From August-December 2012, the group surveyed over 300 women on their perceptions regarding the mandatory consultation visit 24 hours before having an abortion. Almost one-third of the women reported that the waiting period had a negative effect on their emotional well-being. Moreover, the women faced physical hardships in just getting to the clinic. On average, women had to travel 42 miles, with some women traveling as far as 400 miles away from their home to find a clinic for their consultation visit.
Representative Jessica Farrar, Chair of the Women's Health Caucus, will be filing a bill this week to eliminate the 24-hour waiting period women in Texas currently face when seeking an abortion to stop the negative impact that this requirement has on women’s health. As Rep. Farrar stated, "Measures such as the mandatory waiting period have nothing to do with women's healthcare. Instead of finding ways to restrict abortions, the Legislature should focus on ways to reinstate funding for family planning services so that the rate of unintended births and abortions will decrease."
As Rep. Farrar went on to note, “The preliminary findings of the research conducted by Dr. Grossman and his colleagues as part of the Texas Policy Evaluation Project demonstrate that the mandatory waiting period the Texas Legislature imposed last session has had a negative effect on women's emotional well-being, imposed a physical hardship for these women, and is cost-prohibitive. On average, women reported spending $146 in unnecessary costs caused by the waiting period and the two trip requirement it creates, including the costs of travel, lodging accommodations, child care services, and unpaid time off of work."
Dr. Daniel Grossman, the vice president for research at Ibis Reproductive Health and an assistant clinical professor of obstetrics and gynecology at the University of California at San Francisco said, "We found that the requirement to visit the clinic at least twice was burdensome for some women and created logistical barriers to scheduling the abortion. Women also reported being equally confident about their decision after seeing the ultrasound and hearing its description."

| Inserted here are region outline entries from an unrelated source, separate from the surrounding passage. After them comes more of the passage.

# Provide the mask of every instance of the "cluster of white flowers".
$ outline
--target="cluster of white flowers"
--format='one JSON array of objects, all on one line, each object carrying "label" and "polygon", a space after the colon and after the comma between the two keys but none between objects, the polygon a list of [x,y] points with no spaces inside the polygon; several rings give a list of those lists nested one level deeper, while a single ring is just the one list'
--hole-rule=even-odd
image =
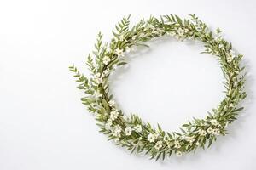
[{"label": "cluster of white flowers", "polygon": [[179,149],[181,147],[178,140],[174,140],[174,148]]},{"label": "cluster of white flowers", "polygon": [[137,133],[141,133],[143,131],[143,127],[142,125],[136,125],[135,127],[133,127],[133,129]]},{"label": "cluster of white flowers", "polygon": [[177,156],[177,157],[180,157],[180,156],[183,156],[183,152],[177,151],[177,152],[176,152],[176,156]]},{"label": "cluster of white flowers", "polygon": [[131,134],[132,128],[131,127],[126,127],[125,129],[125,134],[130,136]]},{"label": "cluster of white flowers", "polygon": [[94,94],[95,97],[96,98],[101,98],[102,97],[102,93],[99,92],[99,91],[95,91],[95,94]]},{"label": "cluster of white flowers", "polygon": [[186,136],[185,140],[189,142],[189,145],[193,144],[193,142],[195,141],[194,136]]},{"label": "cluster of white flowers", "polygon": [[102,77],[101,77],[101,73],[99,73],[99,72],[95,75],[94,79],[97,84],[103,83],[103,79],[102,79]]},{"label": "cluster of white flowers", "polygon": [[114,121],[117,119],[118,116],[119,116],[119,111],[114,110],[113,111],[110,112],[110,116],[109,116],[109,119],[112,121]]},{"label": "cluster of white flowers", "polygon": [[122,128],[120,125],[115,125],[112,132],[113,135],[115,137],[120,137],[120,133],[122,132]]},{"label": "cluster of white flowers", "polygon": [[112,100],[108,101],[108,105],[110,107],[113,107],[115,105],[115,102],[112,99]]},{"label": "cluster of white flowers", "polygon": [[156,133],[149,133],[148,135],[148,140],[149,141],[149,142],[151,142],[151,143],[153,143],[153,142],[154,142],[154,140],[158,138],[158,134],[156,134]]},{"label": "cluster of white flowers", "polygon": [[218,126],[219,124],[216,119],[211,119],[210,122],[213,126]]},{"label": "cluster of white flowers", "polygon": [[119,57],[123,57],[123,56],[124,56],[124,50],[123,50],[123,49],[117,48],[117,49],[115,49],[115,54],[116,54]]},{"label": "cluster of white flowers", "polygon": [[234,50],[230,49],[229,54],[228,54],[228,56],[227,56],[227,61],[229,63],[231,63],[233,61],[233,59],[236,57],[236,53]]},{"label": "cluster of white flowers", "polygon": [[206,136],[207,135],[207,132],[203,129],[199,129],[197,131],[197,133],[200,135],[200,136]]},{"label": "cluster of white flowers", "polygon": [[163,142],[161,140],[156,142],[155,145],[154,145],[154,148],[156,150],[160,150],[163,147]]}]

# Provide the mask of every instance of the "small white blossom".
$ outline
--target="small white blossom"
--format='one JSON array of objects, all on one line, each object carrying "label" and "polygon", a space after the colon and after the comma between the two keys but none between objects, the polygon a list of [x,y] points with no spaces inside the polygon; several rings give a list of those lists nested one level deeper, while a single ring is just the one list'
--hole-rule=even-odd
[{"label": "small white blossom", "polygon": [[109,105],[109,106],[113,106],[114,105],[115,105],[115,102],[113,101],[113,100],[110,100],[109,102],[108,102],[108,105]]},{"label": "small white blossom", "polygon": [[167,141],[169,141],[169,140],[170,140],[169,136],[168,136],[168,135],[165,135],[165,136],[164,136],[164,141],[165,141],[165,142],[167,142]]},{"label": "small white blossom", "polygon": [[207,135],[207,132],[205,130],[202,130],[202,129],[199,129],[197,133],[200,136],[206,136]]},{"label": "small white blossom", "polygon": [[224,48],[224,46],[222,43],[220,43],[220,44],[218,44],[218,48]]},{"label": "small white blossom", "polygon": [[143,130],[142,125],[136,125],[133,128],[137,133],[141,133]]},{"label": "small white blossom", "polygon": [[132,128],[131,127],[126,127],[125,129],[125,134],[130,136],[132,132]]},{"label": "small white blossom", "polygon": [[100,78],[100,76],[101,76],[101,73],[96,73],[95,76],[94,76],[94,77],[96,79],[96,78]]},{"label": "small white blossom", "polygon": [[96,78],[95,81],[96,81],[96,82],[97,84],[102,84],[102,83],[103,83],[103,79],[101,78],[101,77]]},{"label": "small white blossom", "polygon": [[113,111],[111,111],[110,112],[110,116],[109,118],[112,120],[112,121],[114,121],[115,119],[117,119],[119,116],[119,111],[118,110],[113,110]]},{"label": "small white blossom", "polygon": [[182,29],[182,28],[178,28],[177,30],[177,33],[179,35],[179,37],[183,37],[184,35],[184,33],[185,33],[185,31],[183,29]]},{"label": "small white blossom", "polygon": [[120,133],[122,132],[122,128],[120,125],[115,125],[113,132],[113,135],[115,137],[120,137]]},{"label": "small white blossom", "polygon": [[108,121],[107,121],[107,123],[105,124],[105,128],[107,128],[107,129],[110,129],[110,128],[111,128],[111,126],[112,126],[112,120],[111,119],[108,119]]},{"label": "small white blossom", "polygon": [[140,36],[140,37],[144,37],[145,34],[144,33],[141,33],[139,36]]},{"label": "small white blossom", "polygon": [[154,145],[154,148],[156,150],[160,150],[163,147],[163,142],[161,140],[158,141],[155,145]]},{"label": "small white blossom", "polygon": [[185,138],[185,140],[189,141],[190,144],[192,144],[195,141],[195,139],[193,136],[187,136]]},{"label": "small white blossom", "polygon": [[102,61],[103,61],[104,65],[108,65],[108,62],[110,61],[110,59],[108,56],[106,55],[103,57]]},{"label": "small white blossom", "polygon": [[181,151],[177,151],[177,152],[176,152],[176,156],[177,156],[177,157],[180,157],[180,156],[183,156],[183,153],[182,153]]},{"label": "small white blossom", "polygon": [[211,122],[212,125],[213,125],[213,126],[218,125],[218,121],[217,121],[216,119],[212,119],[212,120],[210,121],[210,122]]},{"label": "small white blossom", "polygon": [[109,70],[106,69],[103,71],[103,74],[105,75],[105,76],[109,73]]},{"label": "small white blossom", "polygon": [[155,138],[155,135],[154,135],[154,134],[149,133],[149,134],[148,135],[148,140],[149,142],[154,142],[155,139],[156,139],[156,138]]},{"label": "small white blossom", "polygon": [[113,65],[112,67],[113,70],[115,70],[117,68],[117,65]]},{"label": "small white blossom", "polygon": [[126,53],[130,53],[131,50],[131,48],[129,48],[129,47],[126,47],[126,48],[125,48],[125,52],[126,52]]},{"label": "small white blossom", "polygon": [[174,148],[178,149],[178,148],[180,148],[180,147],[181,147],[181,145],[180,145],[179,141],[178,141],[178,140],[175,140],[175,141],[174,141]]},{"label": "small white blossom", "polygon": [[94,95],[96,98],[101,98],[101,97],[102,97],[103,94],[99,91],[96,91]]}]

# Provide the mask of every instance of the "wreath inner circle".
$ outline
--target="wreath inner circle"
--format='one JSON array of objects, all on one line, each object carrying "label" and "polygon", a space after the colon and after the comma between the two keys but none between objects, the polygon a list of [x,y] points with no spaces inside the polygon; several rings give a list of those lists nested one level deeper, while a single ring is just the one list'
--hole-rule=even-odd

Research shows that these new restrictions have done nothing to change women’s confidence in their decisions related to abortions. The Texas Policy Evaluation Project’s data show that the proportion of women who were confident in their decision to end their pregnancies remained unchanged before and after undergoing a sonogram and waiting 24 hours, but the experience had a significant negative impact on them financially and emotionally.

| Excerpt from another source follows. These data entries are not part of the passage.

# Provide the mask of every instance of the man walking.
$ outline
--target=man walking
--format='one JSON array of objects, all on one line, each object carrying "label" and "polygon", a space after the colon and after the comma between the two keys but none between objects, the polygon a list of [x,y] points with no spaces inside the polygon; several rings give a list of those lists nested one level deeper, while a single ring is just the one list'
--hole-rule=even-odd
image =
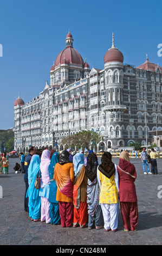
[{"label": "man walking", "polygon": [[153,174],[159,174],[158,173],[157,162],[156,160],[156,158],[158,157],[158,155],[154,151],[154,149],[151,149],[150,156],[151,160],[151,172]]},{"label": "man walking", "polygon": [[152,174],[152,173],[150,172],[149,168],[148,168],[148,164],[147,162],[147,153],[146,151],[146,148],[144,147],[143,148],[143,151],[141,153],[141,159],[142,162],[142,166],[143,166],[143,170],[144,170],[144,174],[147,174],[147,173],[145,172],[145,164],[146,166],[147,169],[148,173],[149,174]]},{"label": "man walking", "polygon": [[30,163],[31,157],[33,155],[36,154],[36,148],[35,147],[31,147],[29,149],[29,154],[25,156],[24,161],[24,168],[25,168],[25,174],[24,174],[24,181],[25,183],[25,192],[24,197],[24,210],[29,212],[28,208],[28,197],[26,197],[27,192],[29,187],[28,184],[28,168]]},{"label": "man walking", "polygon": [[22,173],[25,173],[25,169],[24,169],[24,160],[25,160],[25,155],[23,154],[22,152],[20,153],[21,155],[21,172]]}]

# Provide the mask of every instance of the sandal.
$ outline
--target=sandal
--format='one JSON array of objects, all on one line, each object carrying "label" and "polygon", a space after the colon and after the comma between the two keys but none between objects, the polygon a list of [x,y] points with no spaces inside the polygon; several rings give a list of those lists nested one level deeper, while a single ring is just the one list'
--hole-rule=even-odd
[{"label": "sandal", "polygon": [[125,232],[128,232],[129,231],[128,229],[126,229],[125,228],[124,228],[124,230]]}]

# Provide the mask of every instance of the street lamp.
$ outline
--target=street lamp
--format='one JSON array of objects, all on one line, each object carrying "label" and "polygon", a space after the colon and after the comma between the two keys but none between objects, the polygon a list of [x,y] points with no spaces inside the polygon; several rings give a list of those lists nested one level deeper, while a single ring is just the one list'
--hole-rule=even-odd
[{"label": "street lamp", "polygon": [[[142,84],[143,88],[143,91],[144,92],[144,103],[145,103],[145,129],[146,129],[146,148],[147,152],[148,151],[148,145],[147,145],[147,116],[146,116],[146,92],[147,92],[146,89],[144,88],[144,85]],[[139,88],[138,86],[136,86],[136,87]]]},{"label": "street lamp", "polygon": [[24,154],[25,154],[25,141],[26,141],[26,138],[23,138],[23,151]]}]

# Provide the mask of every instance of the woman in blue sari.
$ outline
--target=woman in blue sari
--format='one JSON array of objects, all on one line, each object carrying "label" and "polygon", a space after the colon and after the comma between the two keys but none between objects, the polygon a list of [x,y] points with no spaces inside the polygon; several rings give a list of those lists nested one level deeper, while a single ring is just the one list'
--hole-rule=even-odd
[{"label": "woman in blue sari", "polygon": [[55,152],[52,155],[48,167],[49,176],[50,181],[48,198],[48,202],[50,202],[50,223],[55,225],[60,223],[59,205],[58,201],[56,200],[57,187],[55,180],[53,179],[55,166],[56,163],[58,163],[59,161],[59,154],[58,152]]},{"label": "woman in blue sari", "polygon": [[41,197],[39,196],[40,190],[35,187],[36,175],[39,175],[40,163],[40,156],[38,155],[34,155],[28,168],[29,187],[26,197],[29,197],[29,216],[34,221],[40,221],[41,217]]}]

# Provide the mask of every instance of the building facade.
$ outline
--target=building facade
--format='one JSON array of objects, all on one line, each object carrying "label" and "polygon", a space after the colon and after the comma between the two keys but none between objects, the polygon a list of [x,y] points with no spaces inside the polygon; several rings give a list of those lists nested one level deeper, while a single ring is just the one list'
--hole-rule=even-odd
[{"label": "building facade", "polygon": [[73,41],[69,32],[39,96],[25,104],[19,95],[15,101],[15,149],[62,150],[62,138],[84,130],[102,137],[96,150],[152,142],[151,131],[162,130],[162,68],[147,55],[137,68],[124,64],[113,35],[103,69],[90,69]]}]

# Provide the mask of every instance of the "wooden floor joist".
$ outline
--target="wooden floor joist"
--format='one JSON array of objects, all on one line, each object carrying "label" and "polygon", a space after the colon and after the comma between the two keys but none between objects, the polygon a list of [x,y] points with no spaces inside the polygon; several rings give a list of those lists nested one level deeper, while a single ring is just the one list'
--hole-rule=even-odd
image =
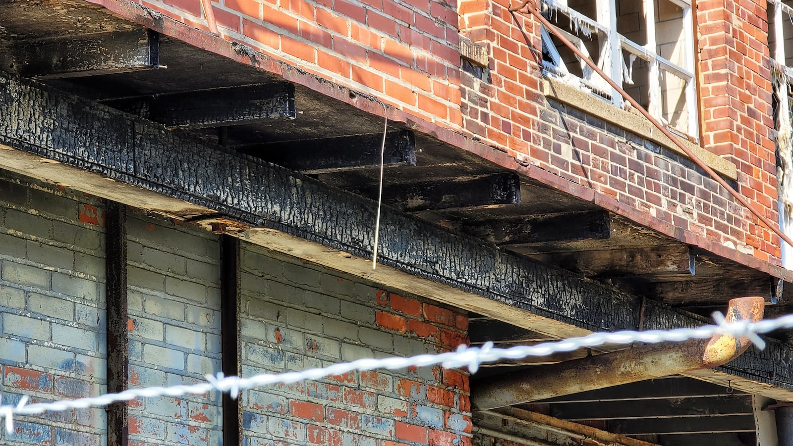
[{"label": "wooden floor joist", "polygon": [[[635,330],[640,318],[646,330],[707,322],[653,301],[640,315],[637,296],[388,208],[381,219],[382,266],[373,271],[366,258],[374,202],[161,124],[2,77],[0,167],[170,215],[219,212],[228,218],[216,219],[216,231],[550,336]],[[793,348],[768,344],[698,377],[793,400]]]}]

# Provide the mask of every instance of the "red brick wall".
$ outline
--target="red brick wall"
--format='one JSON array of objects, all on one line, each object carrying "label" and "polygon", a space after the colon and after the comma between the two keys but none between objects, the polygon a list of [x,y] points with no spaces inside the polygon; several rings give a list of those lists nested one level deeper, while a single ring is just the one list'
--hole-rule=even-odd
[{"label": "red brick wall", "polygon": [[[199,0],[140,1],[205,27]],[[593,189],[599,203],[638,209],[646,217],[631,218],[668,234],[780,263],[778,238],[690,160],[546,97],[539,25],[518,14],[516,25],[509,0],[461,0],[459,7],[435,0],[213,5],[226,39],[376,94],[504,151],[519,163]],[[700,120],[702,144],[735,162],[739,191],[776,221],[764,5],[698,2]],[[461,64],[458,30],[488,48],[484,74]]]},{"label": "red brick wall", "polygon": [[[136,0],[206,29],[200,0]],[[220,0],[224,36],[376,94],[427,120],[460,124],[454,0]]]},{"label": "red brick wall", "polygon": [[[777,221],[776,166],[771,139],[768,22],[764,0],[696,2],[703,146],[738,170],[740,192]],[[749,219],[746,243],[779,257],[780,241]]]}]

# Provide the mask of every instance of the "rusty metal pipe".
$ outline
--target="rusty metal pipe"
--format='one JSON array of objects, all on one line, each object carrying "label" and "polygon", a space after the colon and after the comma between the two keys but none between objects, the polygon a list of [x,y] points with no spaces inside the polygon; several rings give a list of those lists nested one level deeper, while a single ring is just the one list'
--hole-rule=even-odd
[{"label": "rusty metal pipe", "polygon": [[[763,318],[762,297],[730,301],[727,322]],[[745,337],[663,342],[493,377],[471,391],[475,410],[514,406],[586,391],[711,368],[737,358],[752,344]]]},{"label": "rusty metal pipe", "polygon": [[618,93],[619,93],[619,94],[622,95],[622,97],[625,98],[625,100],[627,101],[631,105],[633,105],[634,109],[636,109],[640,113],[642,113],[642,115],[644,116],[644,117],[647,118],[647,120],[651,122],[653,125],[654,125],[658,130],[661,131],[661,133],[664,134],[665,136],[671,139],[672,142],[674,143],[676,146],[677,146],[681,151],[683,151],[683,153],[686,154],[686,156],[688,156],[689,159],[693,161],[697,166],[702,168],[702,170],[704,170],[708,175],[710,175],[711,178],[713,178],[717,183],[719,184],[719,185],[726,189],[727,192],[729,192],[733,196],[735,197],[735,200],[737,200],[738,203],[740,203],[745,208],[749,209],[749,211],[752,212],[752,214],[753,214],[754,216],[757,217],[757,219],[759,219],[764,225],[765,225],[766,227],[768,227],[768,229],[772,231],[775,234],[779,235],[780,238],[783,240],[786,243],[787,243],[791,246],[793,246],[793,240],[791,240],[789,237],[787,237],[787,235],[786,235],[783,232],[782,232],[781,228],[780,228],[776,223],[772,223],[765,215],[763,215],[759,211],[756,210],[754,207],[749,204],[749,200],[746,200],[746,198],[745,198],[742,195],[741,195],[737,190],[733,189],[732,186],[728,185],[727,182],[725,181],[718,175],[718,173],[716,173],[716,172],[714,171],[713,169],[711,169],[711,167],[708,165],[705,164],[704,162],[699,159],[699,157],[696,156],[696,154],[694,152],[692,152],[688,147],[687,147],[685,144],[681,143],[680,139],[676,135],[672,134],[671,132],[668,131],[668,129],[666,128],[666,127],[665,127],[660,122],[658,122],[658,120],[653,117],[649,114],[649,112],[645,109],[644,107],[642,107],[635,99],[634,99],[630,94],[628,94],[624,90],[623,90],[623,88],[620,86],[617,85],[617,82],[614,82],[614,80],[611,79],[611,78],[607,76],[606,74],[603,73],[603,71],[600,70],[600,68],[599,68],[598,66],[596,65],[595,63],[592,61],[592,59],[584,55],[584,53],[580,51],[580,50],[576,48],[576,46],[573,45],[567,39],[567,37],[564,36],[564,34],[559,32],[559,30],[557,29],[556,26],[554,26],[550,21],[548,21],[548,20],[546,17],[542,17],[542,13],[537,10],[534,0],[524,0],[523,2],[521,2],[521,4],[519,6],[515,8],[510,8],[509,11],[519,12],[519,10],[522,10],[524,7],[526,8],[527,12],[531,13],[532,15],[537,17],[537,20],[538,20],[540,23],[542,23],[548,29],[549,32],[554,33],[554,35],[555,35],[559,39],[559,40],[561,41],[562,44],[565,44],[565,45],[566,45],[567,48],[570,48],[570,51],[575,53],[576,55],[578,56],[581,60],[586,63],[586,64],[588,65],[590,68],[592,68],[596,73],[597,73],[601,78],[603,78],[607,82],[608,82],[608,84],[611,86],[611,87],[614,90],[615,90]]},{"label": "rusty metal pipe", "polygon": [[209,32],[220,35],[217,30],[217,21],[215,21],[215,11],[212,9],[212,0],[201,0],[201,10],[204,10],[204,17],[206,17],[206,25],[209,28]]}]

Heather Busby, Executive Director of NARAL Pro-Choice Texas, applauded Rep. Farrar's legislation, “A woman facing the personal decision about abortion should be trusted to make this decision according to her own beliefs and in conjunction with her family and her healthcare provider, not legislators. I’m glad to see legislation filed based on sound research and not on the supposition of a talk radio host.”
The funding cuts and abortion restrictions that were implemented by the legislature have had serious implications for Texas women seeking access to safe legal abortions and family planning services.
“The two visit requirement places a tremendous burden on working mothers who are the majority of women in need of our services in Texas. Two or more days of travel, including gas and hotel, taking time off of work, and incurring additional childcare expenses - these are all burdens to a woman who is trying to provide for their family,” said Amy Hagstrom Miller, the CEO of Whole Women’s Health. She went on to note, “These laws have nothing to do with informed consent or safety – they are unnecessary barriers to healthcare for the women of Texas.”
Nancy Northup, president and CEO at the Center for Reproductive Rights, praised Rep. Farrar’s efforts: “It is critical for women to have champions in the Texas State Legislature like Rep. Farrar working tirelessly to lift the state’s two trip requirement, which acts as a massive roadblock between women and their constitutionally protected health care. Texas women are fully capable of weighing their reproductive choices carefully and responsibly in consultation with their doctors without government interference.”
Support for the legislation was echoed by Sara Hutchinson the domestic program director of Catholics for Choice, “We support Representative Farrar’s legislation because it respects the consciences of all taxpayers in Texas. Catholics of good conscience can and do support a woman’s right to access a comprehensive range of reproductive healthcare services, including abortion and family planning. Politicians should not be creating obstacles for any woman making such a decision.”